Ahead of his departure from Quebec, Pope Francis meets with a delegation of indigenous peoples to express appreciation for his welcome to Canada, saying that he hopes to have contributed to the path of reconciliation and healing.
“I bear in my heart the incomparable treasure of all those individuals and peoples who have left a mark on me; the faces, smiles and messages that remain with me; the unforgettable stories and natural beauties; the sounds, colors and emotions that touched me deeply.”
Pope Francis offered those heartfelt words of appreciation to the people of Canada, as he prepared to depart from Quebec to make a brief stop in the northernmost city of Iqaluit.
The Pope met Friday morning with a delegation of indigenous people present in Quebec at the Archbishop’s Residence.
In his remarks, the Holy Father recalled the theme of his Apostolic Journey: “Walking Together”.
‘Pain for wrong inflicted’
Pope Francis recalled that he came to Canada as a pilgrim and as “a friend in order to meet you and to see, hear, learn, and appreciate how the indigenous peoples of this country live.”
“I have come as a brother, to discover firsthand the good and bad fruit borne by members of the local Catholic family in the course of the years,” he said. “I have come in a spirit of penance, to express my heartfelt pain at the wrong inflicted on you by not a few Catholics who supported oppressive and unjust policies in your regard.”
The Pope expressed his hopes that his visit may advance the “search for truth” to help in healing and reconciliation, while sowing “seeds of hope” for future generations.
As he prepared to depart Canada later on Friday, Pope Francis said he is returning to Rome “greatly enriched” and that he has felt particularly moved by the “indigenous realities of these lands”.
The vastness of this land makes us think of the lengthy path of healing and reconciliation that we are facing together.
The celebration of the feast of St Anne was a special highlight, said the Pope, since it offered a reminder to conserve the bond between young and old and “to maintain a healthy and harmonious relationship with all of Creation.”
Weave anew reconciliation
Pope Francis went on to encourage all Canadians—indigenous and non-indigenous alike—to entrust the fruits of his visit to three holy women: St. Anne, the Blessed Virgin Mary, and St. Kateri Tekakwitha.

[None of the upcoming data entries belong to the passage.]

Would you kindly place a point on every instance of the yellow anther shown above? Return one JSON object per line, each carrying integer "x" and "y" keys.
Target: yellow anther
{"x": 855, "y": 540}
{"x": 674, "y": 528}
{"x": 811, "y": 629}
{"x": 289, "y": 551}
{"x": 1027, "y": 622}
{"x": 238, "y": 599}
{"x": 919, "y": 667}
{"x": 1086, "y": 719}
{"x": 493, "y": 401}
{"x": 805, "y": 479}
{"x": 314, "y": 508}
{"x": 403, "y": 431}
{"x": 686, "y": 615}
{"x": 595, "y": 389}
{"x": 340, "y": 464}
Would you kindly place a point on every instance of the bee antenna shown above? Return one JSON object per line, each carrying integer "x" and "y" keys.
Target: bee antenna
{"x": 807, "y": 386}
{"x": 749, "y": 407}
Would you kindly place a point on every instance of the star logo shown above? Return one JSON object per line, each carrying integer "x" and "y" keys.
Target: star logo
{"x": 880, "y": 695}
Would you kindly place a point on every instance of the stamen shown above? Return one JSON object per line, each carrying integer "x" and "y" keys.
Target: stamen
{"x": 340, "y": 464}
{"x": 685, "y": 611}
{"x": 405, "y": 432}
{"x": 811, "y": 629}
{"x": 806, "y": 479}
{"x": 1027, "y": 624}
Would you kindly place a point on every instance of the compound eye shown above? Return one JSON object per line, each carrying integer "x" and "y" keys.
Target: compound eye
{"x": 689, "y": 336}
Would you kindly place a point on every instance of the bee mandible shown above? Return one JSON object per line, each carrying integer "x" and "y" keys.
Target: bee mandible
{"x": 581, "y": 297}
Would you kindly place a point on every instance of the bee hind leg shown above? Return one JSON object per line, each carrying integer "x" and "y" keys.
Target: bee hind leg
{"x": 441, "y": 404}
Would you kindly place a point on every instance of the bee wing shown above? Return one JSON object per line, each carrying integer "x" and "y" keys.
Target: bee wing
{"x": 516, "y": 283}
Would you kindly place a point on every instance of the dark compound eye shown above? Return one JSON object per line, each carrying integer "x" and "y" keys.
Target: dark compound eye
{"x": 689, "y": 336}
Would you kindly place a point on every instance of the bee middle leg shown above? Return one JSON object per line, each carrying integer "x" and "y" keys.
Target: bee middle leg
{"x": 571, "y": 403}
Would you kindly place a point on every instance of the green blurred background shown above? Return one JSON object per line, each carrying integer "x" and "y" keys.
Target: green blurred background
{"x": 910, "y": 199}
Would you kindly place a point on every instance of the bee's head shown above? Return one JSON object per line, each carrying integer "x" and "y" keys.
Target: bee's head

I dare say, if you will allow me, that now, in a certain sense, I also feel a part of your family, and for this, I am honored
St. Anne, he said, recalls the gifts of tenderness and protection; Mary points to our pilgrim path to heaven; and, St. Kateri offers an example of exemplary devotion to prayer and work, as well as the “ability to endure many trials with patience and meekness”.
Journey toward healing
In conclusion, the Pope encouraged the people of Canada to follow the dreams God has planted in their hearts with “meekness and determination” in the footsteps of these holy women.
“May they bless the journey we now share,” he prayed, “and intercede for us and for this great work of healing and reconciliation that is so pleasing to God.”